では、「日米政府による監視」という報道はどこから出てきたのでしょうか。

4月15日に日本経済新聞が「中国勢の楽天出資、政府「外為法で監視」 米懸念で説明」という記事を公開しています。

4月16日に日米首脳会議が行われ、日米合同声明が発表されました。この声明では、対中関係への言及はされていますが、質疑応答含めて、楽天への言及はありません。

4月20日には、共同通信が「日米、楽天を共同監視 中国への情報流出を警戒」と報道しており、これを根拠にして各種メディアが「監視」について報道するようになったとみられます。

テンセント子会社の出資がリスクと考えられる要因

テンセント子会社による出資がリスクとみられているのは、先ほど登場した「外国為替及び外国貿易法(外為法)」が根拠です。外為法は2017年・2019年に改正されています。財務省「最近の外為法改正」をもとに見ていきましょう。

<2017年改正>

(1)特定取得の事前届出制対象への追加
 国の安全を損なうおそれが大きい業種について、外国投資家による他の外国投資家からの非上場株式の取得を事前届出制の対象に追加しました。
(2)事後措置命令の導入
 無届けや虚偽届出により対内直接投資等を行った外国投資家等に対し、国の安全を損なうおそれがある場合には、株式売却等の措置命令を行うことができる制度を導入しました。

<2019年改正>

(1)取得時事前届出免除制度の導入
 一定の基準の遵守を前提に株式取得時の事前届出を免除する制度を導入しました。
(2)事前届出の対象の見直し
 上場会社の取得時事前届出の閾値を10%から1%に引き下げたほか、役員への就任及び指定業種に属する事業の譲渡・廃止について、行為時事前届出を導入しました。
(3)国内外の行政機関との情報連携の強化

つまり、今回のケースは「国の安全を損なうおそれが大きい業種」であるか、「株式取得時の事前届け出免除」に該当するかどうかがポイントです。

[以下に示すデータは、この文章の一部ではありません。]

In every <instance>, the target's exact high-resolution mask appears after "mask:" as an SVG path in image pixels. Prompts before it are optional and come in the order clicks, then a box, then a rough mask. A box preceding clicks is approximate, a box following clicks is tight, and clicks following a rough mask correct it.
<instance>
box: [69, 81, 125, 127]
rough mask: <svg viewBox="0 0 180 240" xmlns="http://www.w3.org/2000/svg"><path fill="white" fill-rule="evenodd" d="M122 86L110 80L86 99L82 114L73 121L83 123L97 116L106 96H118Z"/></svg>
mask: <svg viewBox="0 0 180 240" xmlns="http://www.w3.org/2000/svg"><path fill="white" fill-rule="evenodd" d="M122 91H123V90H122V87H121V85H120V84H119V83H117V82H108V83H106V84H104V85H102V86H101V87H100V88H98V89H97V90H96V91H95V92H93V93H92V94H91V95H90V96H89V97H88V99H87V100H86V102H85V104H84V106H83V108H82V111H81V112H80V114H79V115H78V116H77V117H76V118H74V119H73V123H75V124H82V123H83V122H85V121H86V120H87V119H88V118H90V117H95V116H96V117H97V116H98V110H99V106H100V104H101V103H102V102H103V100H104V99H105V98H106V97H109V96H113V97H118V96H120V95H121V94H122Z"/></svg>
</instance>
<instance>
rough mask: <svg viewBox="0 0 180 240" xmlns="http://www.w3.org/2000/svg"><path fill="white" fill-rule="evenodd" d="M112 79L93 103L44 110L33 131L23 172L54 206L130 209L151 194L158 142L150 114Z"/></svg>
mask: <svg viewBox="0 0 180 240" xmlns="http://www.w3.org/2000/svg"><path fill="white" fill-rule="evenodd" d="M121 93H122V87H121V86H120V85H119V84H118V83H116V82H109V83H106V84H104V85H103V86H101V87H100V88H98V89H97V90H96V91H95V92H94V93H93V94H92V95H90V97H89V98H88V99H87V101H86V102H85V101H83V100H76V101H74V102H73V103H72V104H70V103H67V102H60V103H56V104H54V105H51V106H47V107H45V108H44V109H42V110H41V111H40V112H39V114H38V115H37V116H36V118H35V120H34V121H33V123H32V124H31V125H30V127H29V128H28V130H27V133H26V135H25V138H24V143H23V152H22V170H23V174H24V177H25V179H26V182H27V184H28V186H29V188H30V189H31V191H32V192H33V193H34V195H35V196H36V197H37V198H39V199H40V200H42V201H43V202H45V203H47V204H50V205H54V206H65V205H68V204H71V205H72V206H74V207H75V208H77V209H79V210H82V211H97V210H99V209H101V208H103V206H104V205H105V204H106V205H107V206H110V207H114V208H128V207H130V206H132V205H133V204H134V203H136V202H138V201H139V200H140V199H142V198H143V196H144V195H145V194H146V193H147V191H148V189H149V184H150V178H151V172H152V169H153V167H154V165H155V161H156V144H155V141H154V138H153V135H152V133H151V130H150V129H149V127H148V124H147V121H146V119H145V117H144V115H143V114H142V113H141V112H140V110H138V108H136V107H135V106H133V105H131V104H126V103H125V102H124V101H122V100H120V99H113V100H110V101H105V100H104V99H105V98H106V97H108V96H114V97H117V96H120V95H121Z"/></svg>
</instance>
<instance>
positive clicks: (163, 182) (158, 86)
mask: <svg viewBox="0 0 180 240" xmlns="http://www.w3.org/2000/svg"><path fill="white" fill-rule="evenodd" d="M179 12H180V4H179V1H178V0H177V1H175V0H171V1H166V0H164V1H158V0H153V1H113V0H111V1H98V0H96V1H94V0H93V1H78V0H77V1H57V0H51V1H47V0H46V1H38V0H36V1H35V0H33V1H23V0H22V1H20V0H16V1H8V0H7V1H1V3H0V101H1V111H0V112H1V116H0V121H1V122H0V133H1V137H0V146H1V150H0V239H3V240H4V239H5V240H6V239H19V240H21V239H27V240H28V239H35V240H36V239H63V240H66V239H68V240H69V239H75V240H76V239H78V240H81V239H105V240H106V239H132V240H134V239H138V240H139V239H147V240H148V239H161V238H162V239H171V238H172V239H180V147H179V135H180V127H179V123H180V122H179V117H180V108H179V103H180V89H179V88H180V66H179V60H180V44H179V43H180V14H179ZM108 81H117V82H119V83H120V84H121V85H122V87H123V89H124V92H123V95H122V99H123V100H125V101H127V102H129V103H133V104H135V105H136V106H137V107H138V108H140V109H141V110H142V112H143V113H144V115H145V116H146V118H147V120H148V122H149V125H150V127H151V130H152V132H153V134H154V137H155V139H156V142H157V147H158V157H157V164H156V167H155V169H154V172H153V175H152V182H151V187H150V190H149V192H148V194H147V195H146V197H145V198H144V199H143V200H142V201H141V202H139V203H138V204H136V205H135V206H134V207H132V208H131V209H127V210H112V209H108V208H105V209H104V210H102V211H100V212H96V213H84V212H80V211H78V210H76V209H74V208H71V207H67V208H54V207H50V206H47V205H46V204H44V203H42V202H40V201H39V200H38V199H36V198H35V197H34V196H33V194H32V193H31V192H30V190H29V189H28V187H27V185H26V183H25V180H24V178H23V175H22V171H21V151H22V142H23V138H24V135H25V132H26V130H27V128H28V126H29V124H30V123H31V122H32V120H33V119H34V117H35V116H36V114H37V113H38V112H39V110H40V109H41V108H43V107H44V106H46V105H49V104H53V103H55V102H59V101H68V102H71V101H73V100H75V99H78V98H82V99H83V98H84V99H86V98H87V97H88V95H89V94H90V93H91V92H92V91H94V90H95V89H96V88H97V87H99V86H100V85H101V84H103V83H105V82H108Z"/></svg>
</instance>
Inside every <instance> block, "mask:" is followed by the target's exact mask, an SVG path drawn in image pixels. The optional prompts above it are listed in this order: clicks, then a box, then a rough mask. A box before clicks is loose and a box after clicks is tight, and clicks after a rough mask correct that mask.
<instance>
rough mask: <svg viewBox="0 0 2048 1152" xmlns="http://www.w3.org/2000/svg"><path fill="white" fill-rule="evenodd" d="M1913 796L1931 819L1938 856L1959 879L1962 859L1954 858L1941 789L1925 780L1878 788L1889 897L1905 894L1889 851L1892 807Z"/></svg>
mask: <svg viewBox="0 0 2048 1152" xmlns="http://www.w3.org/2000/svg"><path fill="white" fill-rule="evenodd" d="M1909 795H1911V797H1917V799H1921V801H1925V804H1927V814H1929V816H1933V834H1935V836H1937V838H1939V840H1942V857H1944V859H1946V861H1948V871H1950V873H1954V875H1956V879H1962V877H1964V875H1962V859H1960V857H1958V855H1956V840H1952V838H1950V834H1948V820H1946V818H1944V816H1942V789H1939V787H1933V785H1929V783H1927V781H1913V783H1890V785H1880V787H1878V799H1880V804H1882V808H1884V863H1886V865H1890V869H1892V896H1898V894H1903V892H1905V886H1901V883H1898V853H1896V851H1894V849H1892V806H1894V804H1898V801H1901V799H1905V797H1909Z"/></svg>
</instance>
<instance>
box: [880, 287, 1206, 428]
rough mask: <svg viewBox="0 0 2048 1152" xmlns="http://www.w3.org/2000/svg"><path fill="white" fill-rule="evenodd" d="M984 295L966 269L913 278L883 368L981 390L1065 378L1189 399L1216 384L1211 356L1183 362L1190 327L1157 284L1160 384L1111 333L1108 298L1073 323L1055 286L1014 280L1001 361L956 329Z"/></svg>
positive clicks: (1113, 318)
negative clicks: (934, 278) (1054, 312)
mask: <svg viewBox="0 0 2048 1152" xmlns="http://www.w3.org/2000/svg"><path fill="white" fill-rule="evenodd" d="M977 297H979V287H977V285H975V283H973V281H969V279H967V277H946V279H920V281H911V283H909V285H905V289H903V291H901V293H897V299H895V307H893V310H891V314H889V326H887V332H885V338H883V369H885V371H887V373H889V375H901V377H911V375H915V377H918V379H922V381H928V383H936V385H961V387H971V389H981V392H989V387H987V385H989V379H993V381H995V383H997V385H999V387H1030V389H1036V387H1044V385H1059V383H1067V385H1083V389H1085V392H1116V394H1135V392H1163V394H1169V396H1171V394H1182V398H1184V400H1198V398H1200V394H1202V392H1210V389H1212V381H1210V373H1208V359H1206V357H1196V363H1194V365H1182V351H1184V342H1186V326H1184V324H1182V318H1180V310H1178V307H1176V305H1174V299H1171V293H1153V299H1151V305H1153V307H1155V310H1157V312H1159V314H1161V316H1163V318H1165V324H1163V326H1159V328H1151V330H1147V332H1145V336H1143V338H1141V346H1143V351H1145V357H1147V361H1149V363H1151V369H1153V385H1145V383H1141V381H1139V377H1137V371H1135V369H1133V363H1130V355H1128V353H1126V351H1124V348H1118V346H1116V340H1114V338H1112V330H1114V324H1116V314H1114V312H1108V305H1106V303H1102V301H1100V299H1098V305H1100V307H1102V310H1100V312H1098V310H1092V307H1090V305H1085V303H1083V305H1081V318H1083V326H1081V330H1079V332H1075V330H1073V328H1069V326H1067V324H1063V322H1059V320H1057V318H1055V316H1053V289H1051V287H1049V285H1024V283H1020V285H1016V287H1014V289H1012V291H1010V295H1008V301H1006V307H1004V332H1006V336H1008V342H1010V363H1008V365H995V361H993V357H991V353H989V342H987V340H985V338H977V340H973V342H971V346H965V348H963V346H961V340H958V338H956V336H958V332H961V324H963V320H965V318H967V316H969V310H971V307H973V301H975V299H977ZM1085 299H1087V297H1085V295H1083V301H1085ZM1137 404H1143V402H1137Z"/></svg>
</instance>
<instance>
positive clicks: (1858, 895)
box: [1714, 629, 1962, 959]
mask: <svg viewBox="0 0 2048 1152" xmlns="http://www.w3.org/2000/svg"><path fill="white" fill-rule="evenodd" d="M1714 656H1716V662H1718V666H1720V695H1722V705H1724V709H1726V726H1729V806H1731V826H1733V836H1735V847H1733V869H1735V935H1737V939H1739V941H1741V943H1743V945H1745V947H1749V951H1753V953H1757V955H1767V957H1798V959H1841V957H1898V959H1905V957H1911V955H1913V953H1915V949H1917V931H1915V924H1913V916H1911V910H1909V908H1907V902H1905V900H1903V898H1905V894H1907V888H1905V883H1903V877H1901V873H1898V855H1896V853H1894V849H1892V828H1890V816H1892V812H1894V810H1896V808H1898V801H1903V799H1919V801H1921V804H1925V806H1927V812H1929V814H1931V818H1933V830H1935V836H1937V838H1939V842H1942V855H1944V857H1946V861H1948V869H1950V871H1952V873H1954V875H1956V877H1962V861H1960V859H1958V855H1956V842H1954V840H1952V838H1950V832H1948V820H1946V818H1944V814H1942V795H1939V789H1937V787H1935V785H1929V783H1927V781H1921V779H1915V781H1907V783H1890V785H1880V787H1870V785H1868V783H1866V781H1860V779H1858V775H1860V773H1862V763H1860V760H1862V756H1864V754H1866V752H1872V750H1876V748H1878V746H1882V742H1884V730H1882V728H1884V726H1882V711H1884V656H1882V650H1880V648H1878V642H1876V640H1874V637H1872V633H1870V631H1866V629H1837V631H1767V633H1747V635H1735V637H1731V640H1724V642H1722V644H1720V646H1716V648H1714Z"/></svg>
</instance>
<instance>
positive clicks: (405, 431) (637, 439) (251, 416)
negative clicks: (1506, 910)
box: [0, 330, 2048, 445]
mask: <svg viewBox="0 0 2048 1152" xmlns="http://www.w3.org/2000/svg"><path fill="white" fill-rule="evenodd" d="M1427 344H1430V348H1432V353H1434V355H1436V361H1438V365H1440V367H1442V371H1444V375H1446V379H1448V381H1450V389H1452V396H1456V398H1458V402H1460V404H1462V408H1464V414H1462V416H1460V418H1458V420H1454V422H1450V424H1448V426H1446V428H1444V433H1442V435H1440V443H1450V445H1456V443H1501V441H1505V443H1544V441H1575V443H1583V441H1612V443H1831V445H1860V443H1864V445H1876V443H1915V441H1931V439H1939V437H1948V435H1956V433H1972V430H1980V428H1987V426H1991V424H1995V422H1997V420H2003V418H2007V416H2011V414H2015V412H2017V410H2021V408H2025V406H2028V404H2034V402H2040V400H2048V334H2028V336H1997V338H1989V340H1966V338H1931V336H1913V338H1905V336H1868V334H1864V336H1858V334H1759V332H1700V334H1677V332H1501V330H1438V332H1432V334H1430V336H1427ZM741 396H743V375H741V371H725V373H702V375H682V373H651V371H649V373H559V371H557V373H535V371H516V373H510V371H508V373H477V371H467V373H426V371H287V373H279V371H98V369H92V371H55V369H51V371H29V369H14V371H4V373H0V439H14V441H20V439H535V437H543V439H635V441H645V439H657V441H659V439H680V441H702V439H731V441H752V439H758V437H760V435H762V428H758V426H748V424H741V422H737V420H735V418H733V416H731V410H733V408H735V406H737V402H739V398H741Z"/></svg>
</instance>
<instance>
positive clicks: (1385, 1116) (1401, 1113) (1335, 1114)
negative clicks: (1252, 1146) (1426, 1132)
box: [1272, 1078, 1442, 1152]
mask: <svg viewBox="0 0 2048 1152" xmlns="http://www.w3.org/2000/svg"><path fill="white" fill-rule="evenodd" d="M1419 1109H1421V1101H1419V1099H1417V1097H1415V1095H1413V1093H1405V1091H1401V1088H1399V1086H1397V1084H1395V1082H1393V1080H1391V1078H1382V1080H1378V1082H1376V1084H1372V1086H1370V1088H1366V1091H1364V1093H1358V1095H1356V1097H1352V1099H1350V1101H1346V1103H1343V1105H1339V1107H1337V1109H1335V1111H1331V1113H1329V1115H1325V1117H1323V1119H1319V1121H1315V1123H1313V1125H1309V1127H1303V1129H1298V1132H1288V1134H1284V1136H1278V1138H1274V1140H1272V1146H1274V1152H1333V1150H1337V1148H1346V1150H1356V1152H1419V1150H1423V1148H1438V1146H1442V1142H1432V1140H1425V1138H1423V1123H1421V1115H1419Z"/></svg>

楽天は「楽天モバイル」で通信事業に参入しており、外為法における「事前届出対象業種」に該当します。

また、後者についても、「第三者割当による新株式の発行及び自己株式の処分に関するお知らせ」で公開された情報によると、Image Frame Investment (HK) Limited社は株式の3.65%を保有し、第6位の大株主です。